Reality: Congress gave EPA plenty of power to do what it did—that is, come up with the “best plan” for emissions reduction. Although the plain language of the Clean Air Act is clear, these conservative, “textualist” justices didn’t care. Before this case, the major questions doctrine was not even a thing in the law. The Court essentially made up a new mandate for this case. Under the major questions doctrine, the conservatives decreed that if Congress wanted to give an agency the power to regulate something this significant, Congress should have been more specific—giving EPA the power to implement the “best plan” to regulate emissions (as it did) was not specific enough. The Court didn’t give much of a framework for deciding in the future when Congress’s authorizations of regulatory power aren’t specific enough. The justices will basically know that when they see it. The problem is that know-it-when-you-see-it is not an actual test, and it’s certainly not a conservative one. As Justice Elena Kagan noted in her dissent, the conservatives anointed themselves the czars of climate change policy. Congress can no longer work with the EPA on Congress’s own terms.

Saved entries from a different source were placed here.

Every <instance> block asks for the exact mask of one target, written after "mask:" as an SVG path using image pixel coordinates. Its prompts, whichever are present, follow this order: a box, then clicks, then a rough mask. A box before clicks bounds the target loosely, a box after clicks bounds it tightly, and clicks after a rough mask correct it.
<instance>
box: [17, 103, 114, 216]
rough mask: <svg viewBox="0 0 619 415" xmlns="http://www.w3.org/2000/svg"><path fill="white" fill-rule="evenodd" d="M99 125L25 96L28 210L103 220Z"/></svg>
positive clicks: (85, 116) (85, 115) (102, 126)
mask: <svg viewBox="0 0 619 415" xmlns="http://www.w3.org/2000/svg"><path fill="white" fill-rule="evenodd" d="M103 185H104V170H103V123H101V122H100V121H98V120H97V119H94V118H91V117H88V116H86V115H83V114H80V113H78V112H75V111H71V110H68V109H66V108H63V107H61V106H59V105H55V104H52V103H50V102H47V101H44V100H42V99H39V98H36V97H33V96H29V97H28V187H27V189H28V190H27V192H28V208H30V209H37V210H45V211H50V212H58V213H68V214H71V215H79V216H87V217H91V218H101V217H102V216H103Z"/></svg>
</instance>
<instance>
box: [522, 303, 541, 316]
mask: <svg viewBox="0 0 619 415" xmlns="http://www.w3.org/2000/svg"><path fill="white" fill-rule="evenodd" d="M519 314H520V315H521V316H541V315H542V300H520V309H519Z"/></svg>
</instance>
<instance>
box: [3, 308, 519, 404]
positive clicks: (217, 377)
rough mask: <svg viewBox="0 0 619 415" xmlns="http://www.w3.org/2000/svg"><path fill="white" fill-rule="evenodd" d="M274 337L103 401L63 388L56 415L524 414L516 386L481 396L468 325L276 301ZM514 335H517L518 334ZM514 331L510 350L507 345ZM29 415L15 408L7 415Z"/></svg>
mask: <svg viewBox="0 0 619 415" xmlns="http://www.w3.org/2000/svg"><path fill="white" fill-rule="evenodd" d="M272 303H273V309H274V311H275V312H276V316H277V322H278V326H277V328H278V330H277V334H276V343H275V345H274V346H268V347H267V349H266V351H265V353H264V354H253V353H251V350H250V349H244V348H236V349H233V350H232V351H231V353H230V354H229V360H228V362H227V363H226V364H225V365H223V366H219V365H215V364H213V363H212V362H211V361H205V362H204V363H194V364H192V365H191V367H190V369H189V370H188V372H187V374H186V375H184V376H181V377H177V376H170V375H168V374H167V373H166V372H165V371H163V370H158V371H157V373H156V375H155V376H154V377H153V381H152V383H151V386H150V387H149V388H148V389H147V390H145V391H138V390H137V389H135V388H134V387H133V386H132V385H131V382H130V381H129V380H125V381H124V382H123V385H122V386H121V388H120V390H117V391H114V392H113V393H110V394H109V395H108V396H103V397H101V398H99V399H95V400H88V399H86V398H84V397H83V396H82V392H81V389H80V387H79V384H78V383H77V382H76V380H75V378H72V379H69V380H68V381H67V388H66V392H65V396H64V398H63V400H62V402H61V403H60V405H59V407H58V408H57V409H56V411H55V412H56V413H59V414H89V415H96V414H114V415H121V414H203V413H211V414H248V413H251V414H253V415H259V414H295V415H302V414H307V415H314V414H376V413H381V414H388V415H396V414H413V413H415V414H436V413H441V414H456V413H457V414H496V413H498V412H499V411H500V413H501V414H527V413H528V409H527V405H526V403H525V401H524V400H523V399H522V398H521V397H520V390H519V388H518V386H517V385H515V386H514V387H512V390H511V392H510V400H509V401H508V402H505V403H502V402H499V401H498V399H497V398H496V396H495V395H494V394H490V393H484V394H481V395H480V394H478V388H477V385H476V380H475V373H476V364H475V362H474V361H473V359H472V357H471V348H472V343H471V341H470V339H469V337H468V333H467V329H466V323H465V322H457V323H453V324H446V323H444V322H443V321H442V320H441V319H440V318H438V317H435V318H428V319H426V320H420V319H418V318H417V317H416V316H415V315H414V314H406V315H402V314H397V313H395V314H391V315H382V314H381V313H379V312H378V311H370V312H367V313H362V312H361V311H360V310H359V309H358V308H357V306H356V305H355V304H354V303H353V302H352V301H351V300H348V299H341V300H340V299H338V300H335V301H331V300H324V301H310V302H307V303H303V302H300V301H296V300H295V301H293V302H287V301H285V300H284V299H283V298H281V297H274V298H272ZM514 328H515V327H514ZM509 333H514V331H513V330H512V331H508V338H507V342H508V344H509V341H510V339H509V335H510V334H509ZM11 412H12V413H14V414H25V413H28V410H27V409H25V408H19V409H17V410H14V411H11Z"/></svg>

Impact: Now that SCOTUS has slapped down Congress’s regulatory authorization to EPA, what other agencies will actually be able to do is also up-for-grabs. Will the U.S. Food and Drug Administration still be allowed by this Court to inspect food for contamination? Does the Department of Homeland Security have the power to regulate under the Homeland Security Act of 2002? We won’t know for sure until this Supreme Court majority decides what questions are too major for Congress to delegate to agencies.

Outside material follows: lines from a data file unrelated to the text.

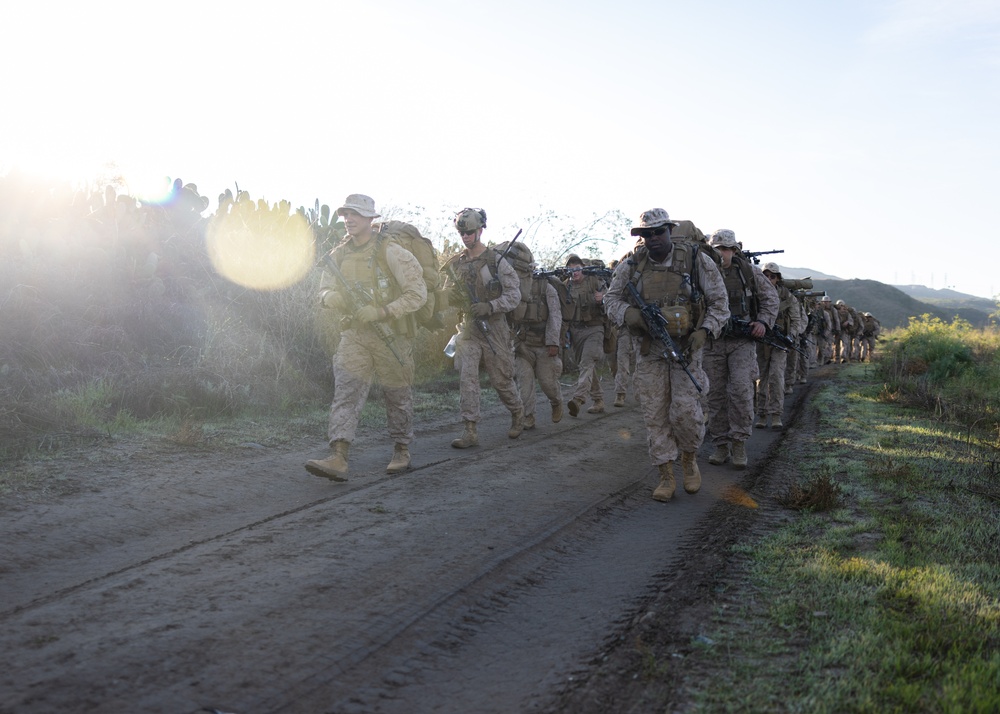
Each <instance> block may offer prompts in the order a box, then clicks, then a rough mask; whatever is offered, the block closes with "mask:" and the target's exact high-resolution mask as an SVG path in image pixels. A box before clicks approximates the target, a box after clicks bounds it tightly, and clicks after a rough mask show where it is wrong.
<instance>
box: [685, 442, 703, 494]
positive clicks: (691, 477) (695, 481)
mask: <svg viewBox="0 0 1000 714" xmlns="http://www.w3.org/2000/svg"><path fill="white" fill-rule="evenodd" d="M681 469H682V470H683V471H684V490H685V491H687V492H688V493H698V490H699V489H700V488H701V471H699V470H698V462H697V461H696V460H695V453H694V452H693V451H685V452H683V453H682V454H681Z"/></svg>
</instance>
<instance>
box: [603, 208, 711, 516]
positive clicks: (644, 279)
mask: <svg viewBox="0 0 1000 714" xmlns="http://www.w3.org/2000/svg"><path fill="white" fill-rule="evenodd" d="M674 225H675V223H674V222H673V221H671V220H670V216H669V215H668V214H667V212H666V211H665V210H664V209H662V208H653V209H650V210H648V211H646V212H644V213H643V214H642V215H641V216H640V218H639V225H638V226H636V227H633V228H632V235H639V236H641V237H642V245H641V246H637V247H636V249H635V251H633V253H632V255H631V256H630V257H628V258H626V259H625V260H623V261H622V262H621V263H620V264H619V265H618V267H617V268H616V269H615V272H614V276H613V277H612V279H611V286H610V287H609V288H608V292H607V294H606V295H605V296H604V304H605V309H606V310H607V313H608V316H609V317H610V318H611V320H612V321H613V322H614V323H615V324H617V325H624V326H626V327H627V328H628V330H629V333H630V334H631V335H632V336H634V337H635V339H636V341H637V342H638V343H639V356H638V358H637V361H636V368H635V376H634V381H635V389H636V393H637V395H638V398H639V406H640V408H641V409H642V416H643V421H644V422H645V424H646V434H647V437H648V442H649V456H650V459H651V460H652V462H653V464H654V465H655V466H656V467H657V470H658V471H659V475H660V482H659V484H658V485H657V487H656V489H655V490H654V491H653V498H654V499H656V500H657V501H669V500H670V499H671V498H672V497H673V495H674V490H675V481H674V461H675V460H677V457H678V455H679V456H680V459H681V469H682V471H683V474H684V490H685V491H686V492H688V493H697V492H698V489H700V488H701V472H700V471H699V469H698V462H697V460H696V456H697V453H698V449H699V448H700V447H701V443H702V441H703V440H704V438H705V415H704V412H703V411H702V407H701V400H700V398H699V396H698V390H697V388H696V387H695V385H694V383H693V381H692V379H691V378H690V377H688V375H687V374H685V372H684V369H683V367H682V366H681V365H680V364H679V363H678V362H676V361H675V360H673V359H671V358H670V357H669V352H667V346H666V345H664V344H662V343H661V342H660V341H659V340H655V339H653V338H652V337H651V335H650V333H649V331H648V330H647V328H646V324H645V321H644V319H643V316H642V313H641V312H640V310H639V308H638V307H637V305H636V301H635V300H634V298H633V297H632V295H631V291H630V290H629V289H628V288H627V285H628V284H632V285H633V286H634V287H635V288H636V290H637V291H638V292H639V295H640V296H641V297H642V299H643V301H644V302H646V303H649V304H651V305H656V306H667V307H669V308H670V309H669V311H668V314H669V315H670V319H669V320H668V327H667V331H668V332H669V333H670V334H671V335H672V336H673V337H674V338H675V341H676V343H677V346H678V348H679V349H681V350H683V351H684V353H685V354H686V355H687V356H688V359H689V360H690V364H689V367H688V369H689V371H690V372H691V374H692V376H693V377H694V378H695V379H696V380H698V382H699V383H700V384H701V385H702V388H703V389H707V388H708V382H707V380H706V377H705V373H704V371H703V370H702V367H701V352H702V347H703V346H704V344H705V341H706V340H707V339H708V337H709V336H714V335H717V334H718V333H719V331H720V330H721V329H722V326H723V325H724V324H725V322H726V320H727V319H728V318H729V311H728V309H727V307H726V292H725V286H724V285H723V283H722V276H721V275H720V273H719V270H718V268H716V266H715V263H714V262H713V261H712V259H711V258H709V257H708V256H707V255H706V254H705V252H704V251H703V250H701V249H699V248H698V247H696V246H694V245H693V244H691V243H687V242H684V243H680V242H678V243H673V242H672V241H671V240H670V229H671V227H672V226H674Z"/></svg>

The problem is … it’s not Congress that ensures the smooth and safe operation of many of the goods and resources we use as American consumers. It’s federal agencies. If agencies can’t regulate, we can rest assured that a dysfunctional Congress won’t, either. The possibility of an unregulated U.S. economy is frightening enough. But even more frightening is that it could happen because 5 or 6 unelected judges say so.

Some examples of federal agencies include: Department of Agriculture (USDA), Department of Commerce (DOC), Department of Defense (DOD), Department of Education, Department of Energy (DOE), Department of Health and Human Services (HHS), Department of Homeland Security (DHS), Department of Housing and Urban Development (HUD).